Numbers don’t lie, unless they do.
There are thousands of ways to analyze a NBA playoff series.
And the most striking disparity between the Portland Trail Blazers and Los Angeles Clippers is this: 410 to 82.
That’s the difference in playoff experience between the veteran-laden Clippers and the upstart Blazers.
Those on the Clippers roster have played in a combined 410 playoff games. In the past four seasons, Los Angeles has reached the conference semifinals three times and lost in the first round once.
The Blazers’ roster, meanwhile, has a whopping 82 playoff games to its credit. Damian Lillard and Mason Plumlee are Portland’s, ahem, battle-tested veterans with 16 postseason games each.
The Clippers’ Chris Paul, JJ Redick, Jamal Crawford, Blake Griffin and DeAndre Jordan have played in more than 40 playoff games.
So, conventional wisdom makes this series easy to predict, right?
Surely, the savvy Clippers will step up their game while the wide-eyed Blazers wilt under the playoff pressure.
Conventional wisdom also said the Blazers wouldn’t come close to sniffing the playoffs this season.

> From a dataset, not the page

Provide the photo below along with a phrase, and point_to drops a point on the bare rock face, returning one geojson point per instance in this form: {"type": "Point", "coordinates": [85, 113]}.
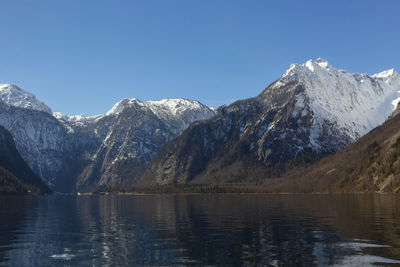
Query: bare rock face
{"type": "Point", "coordinates": [311, 111]}
{"type": "Point", "coordinates": [16, 177]}
{"type": "Point", "coordinates": [84, 153]}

I’m not predicting Portland wins this series; I have the Clippers in six. But relying on numerical cliches can be risky, especially with a team like Portland that has spent this season defying the odds.
“We may or may not have a lot of playoff experience,” Blazers coach Terry Stotts said this week. “But we have players who have been in the league for a while and we’ll be OK with that.”
The value of playoff experience is hard to quantify. There are veteran-laden juggernauts like the San Antonio Spurs and veteran-laden flops. From 2013-15, Brooklyn won just one playoff series despite having the veteran core of Paul Pierce, Kevin Garnett, Joe Johnson and Deron Williams.
Ask Damian Lillard whether playoff inexperience hampered him against Houston two years ago, when he hit the series-winning shot in just his sixth postseason game.
Sure, playoff experience is good if it’s the right kind. The Clippers have made a habit of playoff disappointments, including blowing a 3-1 lead to Houston in last year’s conference semifinals.
If anything, playoff experience paints the Clippers as a group that has plateaued, not one that has spent years building toward a breakthrough.
A few academic stat-heads have actually studied whether NBA playoff experience makes a difference. The results say it doesn’t.
In 2012, James Tarlow of the University of Oregon presented a study titled “Experience and Winning in the National Basketball Association” at the MIT Sloan Sports Analytics Conference.
Tarlow crunched the numbers of 804 NBA seasons played by 30 teams between 1979 and 2009. He found no correlation between a roster’s playoff experience and it’s success in the postseason.
The study found more value in a coach’s postseason experience and how long a team’s five most heavily-used players have been on the roster together.
By those measures, the Clippers and coach Doc Rivers have an advantage over Portland.
There are many reasons the Blazers might not win this series against the Clippers. But it won’t be something as simplistic has a lack of playoff experience.